>>17774917You dont know anything about the resurrection.
The atheist argument you shared is a classic strawman: it attacks the idea that people’s persistence in belief can be evidence for something, by comparing it to clearly false or delusional beliefs (like Heaven’s Gate or a toddler lying).
But here’s the key difference: the claim about the resurrection is not simply “people believed it, therefore it’s true.” Rather, it’s that the early disciples endured persecution, torture, and death because they genuinely believed they had witnessed the risen Jesus — an event that radically transformed them.

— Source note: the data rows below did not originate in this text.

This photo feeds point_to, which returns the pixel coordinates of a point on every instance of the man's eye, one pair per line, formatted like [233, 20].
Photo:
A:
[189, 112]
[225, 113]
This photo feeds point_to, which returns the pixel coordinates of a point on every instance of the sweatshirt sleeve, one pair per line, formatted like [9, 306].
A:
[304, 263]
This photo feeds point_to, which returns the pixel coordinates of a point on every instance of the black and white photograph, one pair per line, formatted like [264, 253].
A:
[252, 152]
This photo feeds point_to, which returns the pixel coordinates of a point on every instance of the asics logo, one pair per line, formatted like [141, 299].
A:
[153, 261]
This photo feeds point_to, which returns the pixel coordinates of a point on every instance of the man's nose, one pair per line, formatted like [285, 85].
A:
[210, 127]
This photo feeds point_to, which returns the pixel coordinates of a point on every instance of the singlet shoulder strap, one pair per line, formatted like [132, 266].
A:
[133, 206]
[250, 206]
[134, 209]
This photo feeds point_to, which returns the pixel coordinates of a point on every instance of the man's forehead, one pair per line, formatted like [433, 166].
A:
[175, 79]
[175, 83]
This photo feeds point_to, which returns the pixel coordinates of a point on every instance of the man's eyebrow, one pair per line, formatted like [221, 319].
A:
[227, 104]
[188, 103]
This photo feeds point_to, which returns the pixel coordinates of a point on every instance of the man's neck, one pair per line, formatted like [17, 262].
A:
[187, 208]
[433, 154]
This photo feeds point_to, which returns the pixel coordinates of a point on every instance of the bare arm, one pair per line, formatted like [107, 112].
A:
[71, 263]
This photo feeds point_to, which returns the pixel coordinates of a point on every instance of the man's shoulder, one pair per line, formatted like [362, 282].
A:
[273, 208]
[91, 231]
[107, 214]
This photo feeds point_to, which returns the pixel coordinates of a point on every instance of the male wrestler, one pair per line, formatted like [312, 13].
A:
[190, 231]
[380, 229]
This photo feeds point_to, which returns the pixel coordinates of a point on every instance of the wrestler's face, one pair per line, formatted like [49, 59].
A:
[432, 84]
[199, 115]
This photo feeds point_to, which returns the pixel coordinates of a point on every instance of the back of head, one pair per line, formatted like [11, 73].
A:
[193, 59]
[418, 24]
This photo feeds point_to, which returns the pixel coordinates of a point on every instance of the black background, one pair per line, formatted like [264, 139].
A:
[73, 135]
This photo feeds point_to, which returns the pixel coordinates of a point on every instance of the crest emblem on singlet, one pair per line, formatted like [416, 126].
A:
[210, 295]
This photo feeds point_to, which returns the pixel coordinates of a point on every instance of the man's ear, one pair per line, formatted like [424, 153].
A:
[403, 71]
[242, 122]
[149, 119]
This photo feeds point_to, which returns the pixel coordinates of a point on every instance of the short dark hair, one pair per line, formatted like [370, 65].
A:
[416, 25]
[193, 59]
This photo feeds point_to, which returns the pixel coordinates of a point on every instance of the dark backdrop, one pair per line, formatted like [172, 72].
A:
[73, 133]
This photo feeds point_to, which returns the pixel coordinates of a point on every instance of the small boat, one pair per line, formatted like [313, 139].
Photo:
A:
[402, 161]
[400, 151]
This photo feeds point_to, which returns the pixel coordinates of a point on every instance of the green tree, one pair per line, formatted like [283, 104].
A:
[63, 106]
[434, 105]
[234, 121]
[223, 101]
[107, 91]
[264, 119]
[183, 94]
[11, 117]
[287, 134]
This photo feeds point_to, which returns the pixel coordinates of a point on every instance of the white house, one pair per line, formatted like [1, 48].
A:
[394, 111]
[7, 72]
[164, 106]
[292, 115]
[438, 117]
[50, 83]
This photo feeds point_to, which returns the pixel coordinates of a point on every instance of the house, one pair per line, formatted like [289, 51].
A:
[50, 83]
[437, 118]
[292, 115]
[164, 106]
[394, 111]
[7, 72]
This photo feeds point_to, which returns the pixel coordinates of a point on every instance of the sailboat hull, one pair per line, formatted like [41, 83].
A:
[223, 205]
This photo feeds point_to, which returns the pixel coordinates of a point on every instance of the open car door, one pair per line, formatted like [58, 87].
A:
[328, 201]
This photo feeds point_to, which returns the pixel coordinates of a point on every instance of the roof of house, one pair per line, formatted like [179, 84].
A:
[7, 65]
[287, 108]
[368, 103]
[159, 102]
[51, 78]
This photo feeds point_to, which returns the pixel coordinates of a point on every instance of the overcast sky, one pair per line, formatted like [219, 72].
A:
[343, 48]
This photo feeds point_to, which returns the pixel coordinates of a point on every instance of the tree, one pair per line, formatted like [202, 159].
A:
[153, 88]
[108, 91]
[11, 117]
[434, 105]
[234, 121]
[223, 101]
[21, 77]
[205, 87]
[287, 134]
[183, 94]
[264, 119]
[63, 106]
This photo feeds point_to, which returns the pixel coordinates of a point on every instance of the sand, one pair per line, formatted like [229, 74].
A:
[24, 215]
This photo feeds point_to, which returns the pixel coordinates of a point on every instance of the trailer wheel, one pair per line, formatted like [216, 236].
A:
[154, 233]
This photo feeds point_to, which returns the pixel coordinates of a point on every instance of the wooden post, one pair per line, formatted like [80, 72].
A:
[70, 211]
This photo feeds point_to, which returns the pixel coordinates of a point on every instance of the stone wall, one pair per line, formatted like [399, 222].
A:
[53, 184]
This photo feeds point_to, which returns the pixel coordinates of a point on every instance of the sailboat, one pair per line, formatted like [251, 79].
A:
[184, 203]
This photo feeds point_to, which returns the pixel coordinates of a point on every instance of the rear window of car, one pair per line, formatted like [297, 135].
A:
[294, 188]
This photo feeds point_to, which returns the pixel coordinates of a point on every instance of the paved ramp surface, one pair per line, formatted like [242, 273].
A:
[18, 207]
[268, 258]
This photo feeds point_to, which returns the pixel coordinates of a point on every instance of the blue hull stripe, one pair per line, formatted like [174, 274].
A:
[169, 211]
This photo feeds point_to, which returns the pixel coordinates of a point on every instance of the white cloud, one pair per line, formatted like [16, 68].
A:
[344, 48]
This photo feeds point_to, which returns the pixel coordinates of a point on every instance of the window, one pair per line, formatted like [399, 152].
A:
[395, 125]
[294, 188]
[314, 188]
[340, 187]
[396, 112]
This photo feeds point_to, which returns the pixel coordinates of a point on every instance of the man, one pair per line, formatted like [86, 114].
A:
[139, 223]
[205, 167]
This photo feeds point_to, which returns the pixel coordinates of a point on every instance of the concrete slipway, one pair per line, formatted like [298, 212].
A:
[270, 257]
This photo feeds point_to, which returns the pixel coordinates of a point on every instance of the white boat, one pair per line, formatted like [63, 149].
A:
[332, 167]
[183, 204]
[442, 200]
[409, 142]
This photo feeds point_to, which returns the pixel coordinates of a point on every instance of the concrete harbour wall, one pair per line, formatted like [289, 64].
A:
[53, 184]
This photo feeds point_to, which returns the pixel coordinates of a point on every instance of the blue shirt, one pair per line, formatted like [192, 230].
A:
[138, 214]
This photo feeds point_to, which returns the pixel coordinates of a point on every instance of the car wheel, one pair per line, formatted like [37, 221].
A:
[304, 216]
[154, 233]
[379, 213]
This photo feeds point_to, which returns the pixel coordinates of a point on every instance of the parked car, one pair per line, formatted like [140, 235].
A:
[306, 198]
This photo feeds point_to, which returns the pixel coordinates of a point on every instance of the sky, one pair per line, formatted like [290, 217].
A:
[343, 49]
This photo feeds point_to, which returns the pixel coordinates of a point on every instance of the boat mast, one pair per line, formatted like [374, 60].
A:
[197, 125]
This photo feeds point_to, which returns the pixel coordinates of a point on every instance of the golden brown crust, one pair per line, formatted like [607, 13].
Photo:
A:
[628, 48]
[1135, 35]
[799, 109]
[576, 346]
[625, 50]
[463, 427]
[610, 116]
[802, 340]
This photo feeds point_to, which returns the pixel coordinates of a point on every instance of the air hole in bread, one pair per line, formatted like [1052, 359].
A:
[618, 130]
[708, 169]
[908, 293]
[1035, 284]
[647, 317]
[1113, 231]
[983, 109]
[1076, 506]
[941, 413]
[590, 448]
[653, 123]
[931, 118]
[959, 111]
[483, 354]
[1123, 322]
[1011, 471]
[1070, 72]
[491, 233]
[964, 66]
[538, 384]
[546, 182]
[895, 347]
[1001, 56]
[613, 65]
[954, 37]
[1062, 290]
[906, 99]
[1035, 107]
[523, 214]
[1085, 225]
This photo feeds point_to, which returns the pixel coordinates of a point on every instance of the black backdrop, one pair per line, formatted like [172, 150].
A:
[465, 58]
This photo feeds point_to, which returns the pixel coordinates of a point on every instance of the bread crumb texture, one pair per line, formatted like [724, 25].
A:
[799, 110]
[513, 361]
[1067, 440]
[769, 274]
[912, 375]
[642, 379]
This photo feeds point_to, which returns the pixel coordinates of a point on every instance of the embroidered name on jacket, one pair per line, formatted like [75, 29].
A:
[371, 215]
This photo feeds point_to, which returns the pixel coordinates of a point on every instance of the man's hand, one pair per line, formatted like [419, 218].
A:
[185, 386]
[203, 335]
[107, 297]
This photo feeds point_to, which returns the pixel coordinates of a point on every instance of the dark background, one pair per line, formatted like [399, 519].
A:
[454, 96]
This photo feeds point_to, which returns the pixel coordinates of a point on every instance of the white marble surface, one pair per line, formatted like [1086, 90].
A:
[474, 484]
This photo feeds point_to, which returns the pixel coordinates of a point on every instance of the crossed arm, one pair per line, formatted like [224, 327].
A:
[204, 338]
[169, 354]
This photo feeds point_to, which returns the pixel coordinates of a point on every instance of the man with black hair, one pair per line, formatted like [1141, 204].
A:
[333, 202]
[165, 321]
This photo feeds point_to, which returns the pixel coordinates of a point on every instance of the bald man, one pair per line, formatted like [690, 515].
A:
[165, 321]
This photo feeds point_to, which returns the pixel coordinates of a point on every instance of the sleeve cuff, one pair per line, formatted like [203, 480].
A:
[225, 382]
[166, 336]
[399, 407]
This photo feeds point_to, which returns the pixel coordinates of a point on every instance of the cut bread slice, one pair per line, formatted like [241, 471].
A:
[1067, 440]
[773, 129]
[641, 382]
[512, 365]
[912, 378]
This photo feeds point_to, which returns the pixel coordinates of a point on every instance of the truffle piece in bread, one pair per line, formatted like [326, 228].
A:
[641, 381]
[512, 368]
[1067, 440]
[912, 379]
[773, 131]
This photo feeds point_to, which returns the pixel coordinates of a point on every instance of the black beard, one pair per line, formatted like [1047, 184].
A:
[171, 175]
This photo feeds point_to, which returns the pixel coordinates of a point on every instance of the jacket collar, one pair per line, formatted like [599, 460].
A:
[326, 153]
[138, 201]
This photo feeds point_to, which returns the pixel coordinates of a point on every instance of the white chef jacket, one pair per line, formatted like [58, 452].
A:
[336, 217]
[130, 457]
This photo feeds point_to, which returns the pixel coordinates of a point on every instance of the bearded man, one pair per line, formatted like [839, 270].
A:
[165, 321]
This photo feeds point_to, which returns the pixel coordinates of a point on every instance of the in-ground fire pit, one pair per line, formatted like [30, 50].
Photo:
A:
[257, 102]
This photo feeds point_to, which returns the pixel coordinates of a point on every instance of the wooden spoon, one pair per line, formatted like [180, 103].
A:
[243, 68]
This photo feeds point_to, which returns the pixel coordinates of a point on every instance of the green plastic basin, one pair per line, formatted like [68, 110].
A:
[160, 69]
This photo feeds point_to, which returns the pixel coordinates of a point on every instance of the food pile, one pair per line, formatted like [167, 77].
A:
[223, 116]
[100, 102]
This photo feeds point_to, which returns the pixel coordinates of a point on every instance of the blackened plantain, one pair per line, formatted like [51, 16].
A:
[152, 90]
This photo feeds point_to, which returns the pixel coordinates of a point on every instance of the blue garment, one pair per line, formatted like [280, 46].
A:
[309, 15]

Would people willingly die for a known lie or an easily debunked myth? History shows that people die for what they believe to be true. If the resurrection was fabricated or a delusion, it’s extremely unlikely that all these followers would maintain such conviction under threat of brutal execution.
In contrast, many other religious or cultic beliefs — like Heaven’s Gate — never had the kind of historical footprint or the eyewitness testimony, corroborated by multiple sources, that the resurrection has.
Finally, unlike a toddler’s denial, the resurrection is supported by historical documents written close to the time of the events, multiple independent attestations, and empty tomb accounts that skeptics struggle to explain.
So the argument is not “belief persistence = truth,” but “the extreme commitment of the early followers to this claim, combined with historical evidence, strongly supports the resurrection’s authenticity.”